20070311

DE LOS GARBANZOS DE LA BOQUERÍA Y OTRAS COSAS


Quién le iba a decir a Felipe V, o al duque de Berwick, al mando de las tropas de aquél, que la cultura catalana iba a sobrevivir por encima (o por debajo) de las botas militares que en 1713 iniciaron el asedio de Barcelona; lo que supondría el fin de los gobiernos del Principado.
Hoy basta con dar un paseo por la ciudad, echar un vistazo por las librerías, ver la plural arquitectura de su urbanismo, o dejarse arrastrar por la explosión de luz, aromas y color que se contiene encerrados en el recinto del mercado de la Boquería para comprobar que la catalanidad está viva y goza de buena salud.
La vida da muchas vueltas. Nada tenía que ver el casamiento, en 1137, de doña Petronila, reina de Aragón, (o infanticidio, ya que tenía dos años cuando la obligaron) con Ramón Berenguer IV, conde de Barcelona y los sentimientos de los paisanos que habitan nuestras tierras. Sabemos que lo sentimientos son cosecha propia, y suelen discurrir por otros caminos distintos a los del poder, la política o los altos intereses que han hecho moverse a los ejércitos. Luego, la historia, fue decantando el discurrir de los sentimientos y la cultura. Que son el auténtico motor de los pueblos, aunque se pretenda hacer ver que es una inclinación natural de las gentes el sentirse perteneciente a una tribu.
La historia de la península ibérica es la de una auténtica sucesión de invasiones y asentamientos. Las lenguas se fueron haciendo con el acerbo de todos los que se iban quedando. A veces me pregunto cuanta sangre tengo de vándalo, de visigodo, de romano, de íbero (quién sabe si vaceo) de árabe, de celta o vascón. Desciendo de tanta gente, y tan variada que me siento más universal que Internet. Y hablo castellano. Aunque hago esfuerzos por balbucear francés, inglés, alemán, italiano, portugués, catalán y gallego. Los dioses salven mi atrevimiento.
Las lenguas y la cocina unen más que los tratados y desde luego más que las imposiciones. No hay cosa que se atienda mejor que un buen plato que atienda los rigores del apetito. Si se hubiera enterado Felipe V cómo se compra hoy el jamón de jabugo en la Boquería, o las cebollas de Figueres en Ciudad Real, se habría dejado de gaitas y de muertes y se habría limitado a introducir el invento del mercado inter-reinos. Vamos, la CE del XVIII. Todos habríamos saliendo ganando y no se habría causado tanta tragedia y dolor, que acompaña a los asedios.
En la Boquería me tomé un vinillo blanco con unos garbanzos guisados, aderezados con piñones que me hizo resucitar las fuerzas que flaqueaban.
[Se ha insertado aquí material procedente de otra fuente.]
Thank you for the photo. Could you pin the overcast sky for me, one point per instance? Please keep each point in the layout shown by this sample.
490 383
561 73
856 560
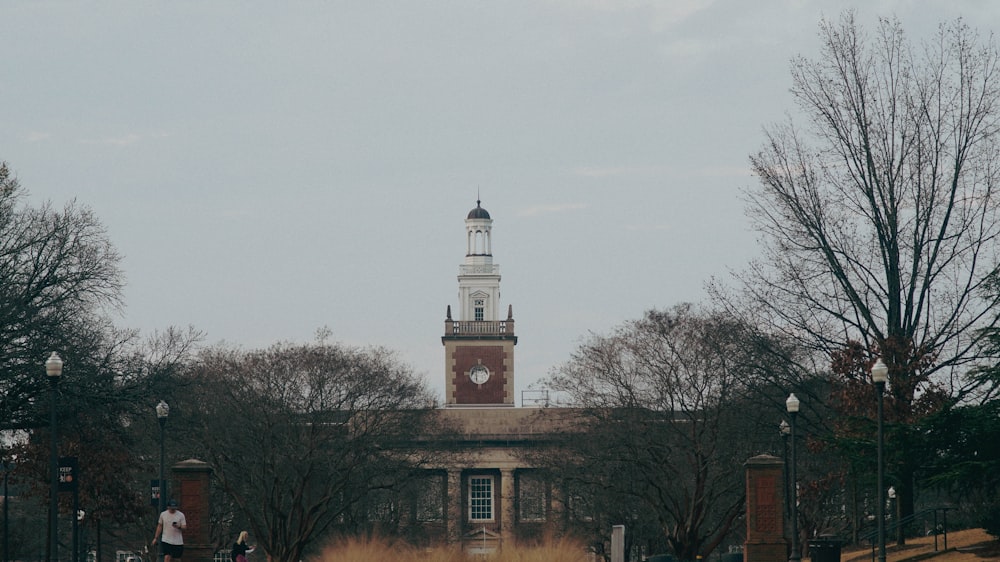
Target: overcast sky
271 168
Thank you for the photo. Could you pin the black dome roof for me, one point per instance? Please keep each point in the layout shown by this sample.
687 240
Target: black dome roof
478 212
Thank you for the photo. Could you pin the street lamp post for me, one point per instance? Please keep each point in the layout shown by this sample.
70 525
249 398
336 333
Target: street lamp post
162 411
792 405
6 513
53 368
785 431
880 374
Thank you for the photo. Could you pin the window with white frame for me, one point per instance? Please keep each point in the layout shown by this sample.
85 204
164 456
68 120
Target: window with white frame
480 498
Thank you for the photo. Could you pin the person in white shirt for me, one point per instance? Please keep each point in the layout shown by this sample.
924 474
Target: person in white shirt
170 529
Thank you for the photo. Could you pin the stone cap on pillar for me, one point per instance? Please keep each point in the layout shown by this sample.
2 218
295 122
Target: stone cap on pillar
764 460
192 465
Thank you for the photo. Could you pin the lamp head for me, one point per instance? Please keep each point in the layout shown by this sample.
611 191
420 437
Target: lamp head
880 372
53 366
792 404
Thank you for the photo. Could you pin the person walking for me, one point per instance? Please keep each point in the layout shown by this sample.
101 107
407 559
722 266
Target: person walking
240 548
170 532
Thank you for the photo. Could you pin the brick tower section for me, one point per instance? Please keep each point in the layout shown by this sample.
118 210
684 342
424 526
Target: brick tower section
765 511
191 485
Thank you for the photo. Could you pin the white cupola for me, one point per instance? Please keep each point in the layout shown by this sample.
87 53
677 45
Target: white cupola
479 277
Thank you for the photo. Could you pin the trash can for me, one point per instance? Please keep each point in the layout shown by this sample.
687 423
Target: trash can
825 548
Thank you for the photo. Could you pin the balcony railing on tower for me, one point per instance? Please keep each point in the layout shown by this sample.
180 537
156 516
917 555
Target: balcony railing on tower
479 328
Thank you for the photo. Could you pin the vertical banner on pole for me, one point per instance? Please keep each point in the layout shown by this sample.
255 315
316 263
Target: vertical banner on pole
618 543
154 492
68 472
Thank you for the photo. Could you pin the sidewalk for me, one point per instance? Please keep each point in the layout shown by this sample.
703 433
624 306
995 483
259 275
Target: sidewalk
972 545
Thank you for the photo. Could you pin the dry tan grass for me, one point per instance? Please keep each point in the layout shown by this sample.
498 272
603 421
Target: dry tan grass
971 545
379 550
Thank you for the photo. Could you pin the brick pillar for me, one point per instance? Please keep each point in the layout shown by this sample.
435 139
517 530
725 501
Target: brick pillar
765 511
191 489
507 506
453 507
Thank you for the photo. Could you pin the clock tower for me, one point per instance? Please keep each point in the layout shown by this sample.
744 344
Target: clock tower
479 346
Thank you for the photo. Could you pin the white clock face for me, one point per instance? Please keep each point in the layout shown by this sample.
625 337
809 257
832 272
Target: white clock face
479 374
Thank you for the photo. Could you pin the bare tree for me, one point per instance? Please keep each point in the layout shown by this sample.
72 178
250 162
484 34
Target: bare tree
879 215
664 403
298 434
58 274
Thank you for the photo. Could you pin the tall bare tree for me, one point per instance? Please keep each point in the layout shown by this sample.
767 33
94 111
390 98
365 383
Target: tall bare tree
58 275
878 209
664 404
299 434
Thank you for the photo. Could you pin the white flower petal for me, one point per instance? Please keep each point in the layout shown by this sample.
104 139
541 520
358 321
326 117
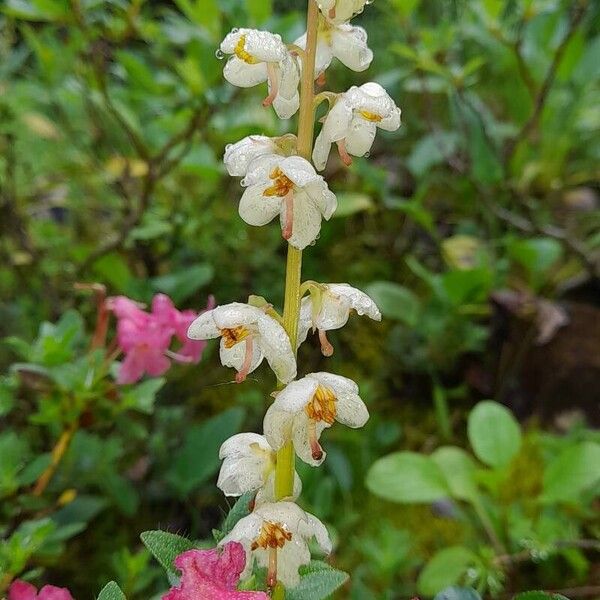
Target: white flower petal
240 155
241 74
306 221
257 209
361 136
362 303
275 345
349 45
321 151
204 327
234 356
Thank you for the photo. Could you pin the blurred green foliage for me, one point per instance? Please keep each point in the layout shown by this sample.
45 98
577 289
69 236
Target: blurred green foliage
113 119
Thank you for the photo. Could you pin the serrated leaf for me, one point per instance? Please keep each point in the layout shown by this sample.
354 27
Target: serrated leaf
166 547
317 581
111 591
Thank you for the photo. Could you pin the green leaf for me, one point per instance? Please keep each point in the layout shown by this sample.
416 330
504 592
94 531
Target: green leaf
111 591
166 547
395 301
459 470
494 434
317 581
259 10
574 470
458 593
444 569
180 285
198 459
350 203
407 477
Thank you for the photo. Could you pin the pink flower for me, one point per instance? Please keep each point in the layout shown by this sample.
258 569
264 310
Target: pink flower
145 337
212 575
21 590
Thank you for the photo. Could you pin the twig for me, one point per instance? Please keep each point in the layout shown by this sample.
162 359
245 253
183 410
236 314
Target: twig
542 95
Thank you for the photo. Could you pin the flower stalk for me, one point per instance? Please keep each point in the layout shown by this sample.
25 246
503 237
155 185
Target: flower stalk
284 472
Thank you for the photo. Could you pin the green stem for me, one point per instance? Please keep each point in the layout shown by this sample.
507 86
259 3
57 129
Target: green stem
284 472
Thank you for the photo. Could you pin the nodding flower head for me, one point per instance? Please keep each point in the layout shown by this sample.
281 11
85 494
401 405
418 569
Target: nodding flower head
259 56
353 122
291 188
247 335
305 408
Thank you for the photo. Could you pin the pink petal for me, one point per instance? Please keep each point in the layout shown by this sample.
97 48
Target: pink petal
21 590
51 592
212 575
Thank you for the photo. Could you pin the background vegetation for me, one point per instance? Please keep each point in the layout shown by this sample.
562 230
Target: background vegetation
476 227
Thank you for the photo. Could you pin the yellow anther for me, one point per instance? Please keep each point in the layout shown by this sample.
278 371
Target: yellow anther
322 405
234 335
374 118
282 185
240 52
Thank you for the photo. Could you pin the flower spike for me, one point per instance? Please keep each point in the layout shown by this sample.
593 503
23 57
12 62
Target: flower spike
247 336
291 188
305 408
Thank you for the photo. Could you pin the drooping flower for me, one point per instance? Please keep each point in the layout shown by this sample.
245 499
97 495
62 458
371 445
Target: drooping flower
275 535
239 156
305 408
259 56
212 575
21 590
353 122
345 42
328 307
145 337
247 336
291 188
340 11
249 465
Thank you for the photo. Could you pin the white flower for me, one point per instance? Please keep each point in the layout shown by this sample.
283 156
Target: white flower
328 307
249 465
304 408
239 156
345 42
276 535
340 11
259 56
353 121
291 188
247 336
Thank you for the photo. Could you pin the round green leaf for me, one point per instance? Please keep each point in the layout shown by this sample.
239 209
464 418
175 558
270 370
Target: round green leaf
407 477
459 470
571 472
494 433
444 569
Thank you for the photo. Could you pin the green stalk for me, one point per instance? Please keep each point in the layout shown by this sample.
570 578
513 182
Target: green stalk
284 471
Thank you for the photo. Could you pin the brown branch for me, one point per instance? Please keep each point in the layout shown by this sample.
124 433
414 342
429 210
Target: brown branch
542 94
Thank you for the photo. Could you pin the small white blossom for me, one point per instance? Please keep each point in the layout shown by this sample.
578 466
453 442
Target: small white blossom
304 408
341 11
239 156
247 336
345 42
276 536
291 188
353 122
329 307
259 56
249 466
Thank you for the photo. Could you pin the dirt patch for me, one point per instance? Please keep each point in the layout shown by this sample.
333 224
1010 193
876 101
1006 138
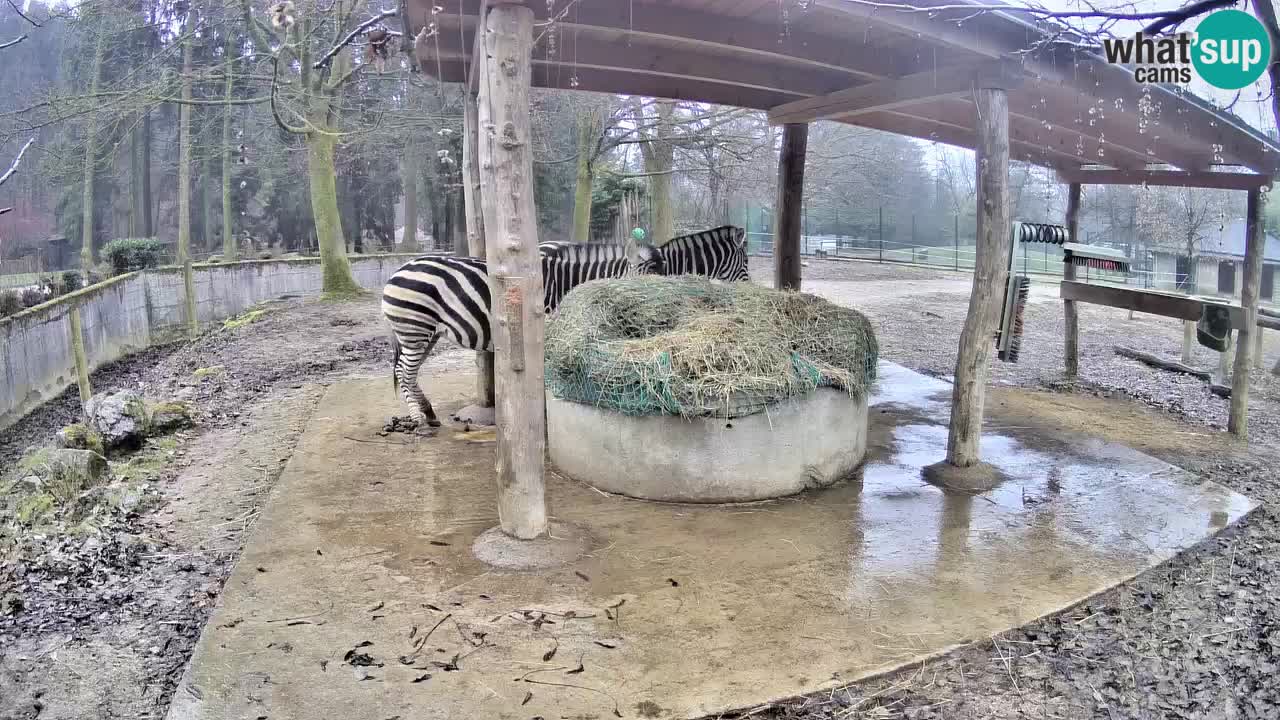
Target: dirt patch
103 625
1197 637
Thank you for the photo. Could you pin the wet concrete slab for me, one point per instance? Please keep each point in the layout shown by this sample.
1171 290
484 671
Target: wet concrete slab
673 610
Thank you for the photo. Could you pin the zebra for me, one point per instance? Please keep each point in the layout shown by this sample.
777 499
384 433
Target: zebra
718 254
437 295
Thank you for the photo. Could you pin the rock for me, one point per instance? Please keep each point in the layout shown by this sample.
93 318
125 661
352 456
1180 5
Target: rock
80 436
168 417
120 418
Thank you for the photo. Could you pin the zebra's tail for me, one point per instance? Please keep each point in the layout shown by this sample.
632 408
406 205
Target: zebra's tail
396 354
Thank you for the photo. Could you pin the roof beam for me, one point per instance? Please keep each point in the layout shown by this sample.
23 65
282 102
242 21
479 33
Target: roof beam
589 51
897 92
1160 177
709 31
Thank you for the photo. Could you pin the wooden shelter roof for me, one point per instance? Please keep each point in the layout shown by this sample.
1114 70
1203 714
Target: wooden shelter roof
908 72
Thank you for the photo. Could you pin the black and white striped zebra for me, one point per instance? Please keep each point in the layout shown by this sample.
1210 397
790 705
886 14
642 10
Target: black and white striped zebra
443 295
718 254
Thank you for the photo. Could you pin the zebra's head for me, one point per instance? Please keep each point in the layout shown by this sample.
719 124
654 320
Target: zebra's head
645 260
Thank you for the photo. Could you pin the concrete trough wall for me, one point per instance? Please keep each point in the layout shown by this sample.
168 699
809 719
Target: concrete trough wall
128 313
808 442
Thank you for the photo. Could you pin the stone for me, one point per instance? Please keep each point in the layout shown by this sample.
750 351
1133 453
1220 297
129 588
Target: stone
78 436
168 417
119 418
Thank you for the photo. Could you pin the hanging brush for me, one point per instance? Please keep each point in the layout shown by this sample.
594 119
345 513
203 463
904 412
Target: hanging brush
1009 338
1095 256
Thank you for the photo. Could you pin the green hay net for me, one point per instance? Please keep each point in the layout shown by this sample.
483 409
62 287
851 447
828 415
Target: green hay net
684 346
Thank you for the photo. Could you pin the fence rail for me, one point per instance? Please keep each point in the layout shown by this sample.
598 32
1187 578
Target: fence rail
1028 258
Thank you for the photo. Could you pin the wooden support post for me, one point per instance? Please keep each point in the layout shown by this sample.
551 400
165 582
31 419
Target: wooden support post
786 233
1070 314
1237 420
515 272
471 199
1224 360
81 358
188 283
991 268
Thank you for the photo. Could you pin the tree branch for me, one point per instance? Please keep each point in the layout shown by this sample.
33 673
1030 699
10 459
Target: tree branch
17 160
21 14
361 28
275 108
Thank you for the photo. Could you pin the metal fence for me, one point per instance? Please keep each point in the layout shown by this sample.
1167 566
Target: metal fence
1036 259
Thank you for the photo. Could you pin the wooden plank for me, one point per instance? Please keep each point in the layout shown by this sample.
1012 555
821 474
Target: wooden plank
515 273
895 92
474 213
1164 177
1238 417
991 268
597 51
786 236
1165 304
1072 327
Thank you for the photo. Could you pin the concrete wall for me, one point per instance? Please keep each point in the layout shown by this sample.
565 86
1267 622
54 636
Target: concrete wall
801 443
128 313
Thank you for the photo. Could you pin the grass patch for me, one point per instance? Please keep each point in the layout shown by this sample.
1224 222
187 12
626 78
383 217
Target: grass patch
245 319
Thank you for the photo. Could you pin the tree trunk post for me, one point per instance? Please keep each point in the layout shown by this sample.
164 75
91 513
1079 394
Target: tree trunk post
991 269
1244 342
1070 314
184 194
81 359
515 272
471 197
786 235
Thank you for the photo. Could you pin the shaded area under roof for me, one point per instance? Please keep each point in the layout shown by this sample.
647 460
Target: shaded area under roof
1070 109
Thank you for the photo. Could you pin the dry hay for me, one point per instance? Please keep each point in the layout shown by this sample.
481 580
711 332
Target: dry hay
686 346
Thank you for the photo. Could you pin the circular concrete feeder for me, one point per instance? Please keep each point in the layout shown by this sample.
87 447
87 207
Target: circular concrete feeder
801 443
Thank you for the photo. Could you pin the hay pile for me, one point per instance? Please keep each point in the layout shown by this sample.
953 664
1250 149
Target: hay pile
684 346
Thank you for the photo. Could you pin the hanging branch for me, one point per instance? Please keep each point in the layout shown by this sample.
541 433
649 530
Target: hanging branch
21 14
362 27
13 168
275 108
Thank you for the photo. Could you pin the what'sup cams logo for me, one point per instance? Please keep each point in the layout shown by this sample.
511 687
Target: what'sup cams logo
1229 50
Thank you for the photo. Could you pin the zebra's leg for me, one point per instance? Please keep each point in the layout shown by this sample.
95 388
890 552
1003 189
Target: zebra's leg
408 361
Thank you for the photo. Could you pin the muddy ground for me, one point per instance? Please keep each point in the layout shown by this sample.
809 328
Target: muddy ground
104 628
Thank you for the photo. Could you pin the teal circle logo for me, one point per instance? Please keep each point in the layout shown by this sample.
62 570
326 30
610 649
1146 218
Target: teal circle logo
1232 49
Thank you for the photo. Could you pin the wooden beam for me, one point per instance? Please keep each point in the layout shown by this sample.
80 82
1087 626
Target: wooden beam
950 133
474 212
594 51
677 27
1155 302
1164 177
1072 328
1238 417
786 236
896 92
515 272
991 269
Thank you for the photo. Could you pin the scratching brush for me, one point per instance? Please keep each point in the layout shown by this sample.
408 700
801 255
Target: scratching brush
1095 256
1009 340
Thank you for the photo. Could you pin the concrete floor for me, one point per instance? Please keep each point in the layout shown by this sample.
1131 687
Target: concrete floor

Pinoxo, el dueño del bar, amable él, me trató mejor que el más atento de los venteros de la Castilla del XVIII. Desde la esquina del bar, las naranjas de Valencia, colgadas como grandes faroles refulgían con su cálida luz iluminando el puesto de la fruta. El aire limpio, luego de una anterior tarde de vendaval, se paseaba con los clientes dando lustre a la mercancía: mariscos de Galicia, setas del Ampurdán y del campo solsonés, hortalizas de tierras lejanas haciendo buena compañía con las propias de la tierra.
Me confesó Pinoxo que los garbanzos estaban aderezados con hierbas de chimichurri. Las columnas que guardan la Boquería daban testimonio de la firmeza de tal confesión, que agradecí especialmente. No se si esas hierbas tienen propiedades euforizantes, pero, si hubiera probado los garbanzos el Duque de Berwick, habría dejado para después el puré de patatas con el que amortiguan los británicos algunos de sus guisos, y quién sabe si la lealtad a los borbones. Esos garbanzos son toda un acta de la Constitución Europea. Con cosas así, en Barcelona, se comprueba la gran fuerza de asimilación que tiene la cultura catalana. Quizá su virtud viene por la mayor facilidad que tuvo para la ilustración que las de los de adentro de España; por la proximidad con Europa, en un siglo, el XVIII, en el que las guerras dejaron los caminos intransitables y los pueblos incomunicados, para desgracia de muchos y ventaja de otros pocos.
Los tiempos cambian y ni el duque de Berwick podría suponer que una contienda tan reñida como el partido del Barça- Madrid, podría acabar con tan poca sangre. Apenas la de los codazos y puntapiés de rigor. Al día siguiente la república entera comentaba los lances sin el menor perjuicio para el interés público. Eso creo. ¡Oh tempora!, ¡oh mores! Dijo Cicerón.